Саверио выпрямился в кресле и сдвинул шляпу на макушку.
– Я пока не готов к женитьбе, – пробормотал он.
– Да ну.
– Я не шучу. Честно – не готов я.
– Но я поняла… я думала… – Голубые глаза Глэдис наполнились слезами. Она быстро поморгала, не позволяя себе заплакать. – Ты ведь дал мне понять, что мы поженимся во время этих гастролей. Ты мне обещал.
– Когда это я обещал?
– Сам знаешь когда, – прошептала она.
– Глэдис, ты особенная девушка, но мужчинам свойственно говорить всякое такое.
Ее лицо приняло обиженное выражение.
– Ты меня не любишь!
– Этого я не говорил.
– Либо любишь, либо нет.
– Я испытываю к тебе глубокую привязанность, – заявил Саверио.
– То есть? – повысила голос Глэдис.
Саверио окинул взглядом салон автобуса. Многие музыканты уснули, а остальные недвижно растеклись в креслах, как пальто, наброшенные на спинки стульев. Ударник и тромбонист уселись на заднем сиденье со сложенным гармошкой спортивным разделом газеты. Они прикидывали, на каких лошадей поставить, как только приедут в Ричмонд.
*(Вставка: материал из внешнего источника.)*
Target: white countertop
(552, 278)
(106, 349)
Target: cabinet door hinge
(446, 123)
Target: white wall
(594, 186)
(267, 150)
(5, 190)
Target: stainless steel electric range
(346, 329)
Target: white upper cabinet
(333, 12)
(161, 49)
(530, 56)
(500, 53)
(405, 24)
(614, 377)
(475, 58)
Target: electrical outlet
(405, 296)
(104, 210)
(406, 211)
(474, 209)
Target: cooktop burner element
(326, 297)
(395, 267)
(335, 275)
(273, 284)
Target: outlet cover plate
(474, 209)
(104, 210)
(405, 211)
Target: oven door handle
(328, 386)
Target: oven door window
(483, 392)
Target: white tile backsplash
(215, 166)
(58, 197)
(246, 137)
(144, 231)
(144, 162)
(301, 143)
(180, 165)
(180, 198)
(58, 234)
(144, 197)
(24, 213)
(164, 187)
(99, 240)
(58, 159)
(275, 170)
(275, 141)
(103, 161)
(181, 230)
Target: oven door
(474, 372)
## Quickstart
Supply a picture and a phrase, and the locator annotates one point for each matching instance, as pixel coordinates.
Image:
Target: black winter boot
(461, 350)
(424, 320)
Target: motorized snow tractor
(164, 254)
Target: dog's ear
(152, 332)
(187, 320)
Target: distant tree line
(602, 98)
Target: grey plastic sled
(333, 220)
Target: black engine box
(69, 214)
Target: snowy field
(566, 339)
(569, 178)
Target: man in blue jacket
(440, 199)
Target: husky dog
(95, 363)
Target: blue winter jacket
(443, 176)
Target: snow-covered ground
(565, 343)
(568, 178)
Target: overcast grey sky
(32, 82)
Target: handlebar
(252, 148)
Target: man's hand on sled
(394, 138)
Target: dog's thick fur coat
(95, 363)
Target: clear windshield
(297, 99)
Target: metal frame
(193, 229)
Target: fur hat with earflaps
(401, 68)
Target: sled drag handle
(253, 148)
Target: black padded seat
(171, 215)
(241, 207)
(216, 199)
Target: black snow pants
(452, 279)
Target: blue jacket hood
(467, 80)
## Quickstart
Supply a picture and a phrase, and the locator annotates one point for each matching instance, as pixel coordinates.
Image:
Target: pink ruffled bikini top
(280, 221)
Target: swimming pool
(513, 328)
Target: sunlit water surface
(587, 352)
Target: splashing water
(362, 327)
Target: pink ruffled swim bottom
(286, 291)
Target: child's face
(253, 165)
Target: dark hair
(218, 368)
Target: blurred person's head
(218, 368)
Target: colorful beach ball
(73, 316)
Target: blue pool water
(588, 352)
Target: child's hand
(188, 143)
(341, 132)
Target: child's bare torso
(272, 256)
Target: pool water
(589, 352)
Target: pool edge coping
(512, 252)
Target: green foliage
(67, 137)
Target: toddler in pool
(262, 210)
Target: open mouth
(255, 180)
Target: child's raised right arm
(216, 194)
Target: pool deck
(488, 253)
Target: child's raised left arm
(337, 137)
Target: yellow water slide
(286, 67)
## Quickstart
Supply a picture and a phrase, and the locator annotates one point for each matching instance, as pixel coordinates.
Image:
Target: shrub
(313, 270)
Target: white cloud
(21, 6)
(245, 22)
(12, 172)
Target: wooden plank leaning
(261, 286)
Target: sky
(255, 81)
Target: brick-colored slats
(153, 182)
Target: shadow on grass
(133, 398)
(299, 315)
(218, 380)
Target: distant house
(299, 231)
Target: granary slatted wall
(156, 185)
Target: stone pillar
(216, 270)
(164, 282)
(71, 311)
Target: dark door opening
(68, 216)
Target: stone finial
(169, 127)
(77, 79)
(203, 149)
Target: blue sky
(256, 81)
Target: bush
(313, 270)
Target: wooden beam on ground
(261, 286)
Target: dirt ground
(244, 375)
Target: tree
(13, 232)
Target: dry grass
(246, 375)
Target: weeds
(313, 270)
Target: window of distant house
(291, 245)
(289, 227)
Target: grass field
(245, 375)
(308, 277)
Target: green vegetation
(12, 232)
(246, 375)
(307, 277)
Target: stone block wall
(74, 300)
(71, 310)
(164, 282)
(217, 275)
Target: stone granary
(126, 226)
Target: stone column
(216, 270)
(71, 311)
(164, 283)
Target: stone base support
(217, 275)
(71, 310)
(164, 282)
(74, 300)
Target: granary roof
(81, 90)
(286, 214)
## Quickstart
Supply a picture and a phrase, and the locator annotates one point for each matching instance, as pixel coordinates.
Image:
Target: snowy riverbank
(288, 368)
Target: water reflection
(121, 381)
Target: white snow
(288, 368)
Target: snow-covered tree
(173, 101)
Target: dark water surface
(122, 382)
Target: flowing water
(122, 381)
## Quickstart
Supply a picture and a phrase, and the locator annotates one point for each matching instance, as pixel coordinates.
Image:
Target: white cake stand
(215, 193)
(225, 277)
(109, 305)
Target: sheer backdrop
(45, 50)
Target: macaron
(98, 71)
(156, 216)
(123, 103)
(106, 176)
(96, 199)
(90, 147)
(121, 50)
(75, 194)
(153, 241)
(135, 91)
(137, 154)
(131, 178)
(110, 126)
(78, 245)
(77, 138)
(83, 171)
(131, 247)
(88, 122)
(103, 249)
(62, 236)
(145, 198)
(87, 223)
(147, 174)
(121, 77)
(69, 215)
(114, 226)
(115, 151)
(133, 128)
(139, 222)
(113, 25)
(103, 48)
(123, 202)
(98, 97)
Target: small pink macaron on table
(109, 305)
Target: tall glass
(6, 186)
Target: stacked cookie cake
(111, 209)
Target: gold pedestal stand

– Привязанность – это такое чувство, – прошептал Саверио.
– Я не потому о тебе забочусь, что испытываю к тебе привязанность! Я забочусь о тебе, потому что люблю, – выпалила Глэдис. – Моя мать ожидает, что я вернусь домой в сопровождении мужа – я ей пообещала, что так будет. И вот что ты теперь намерен делать?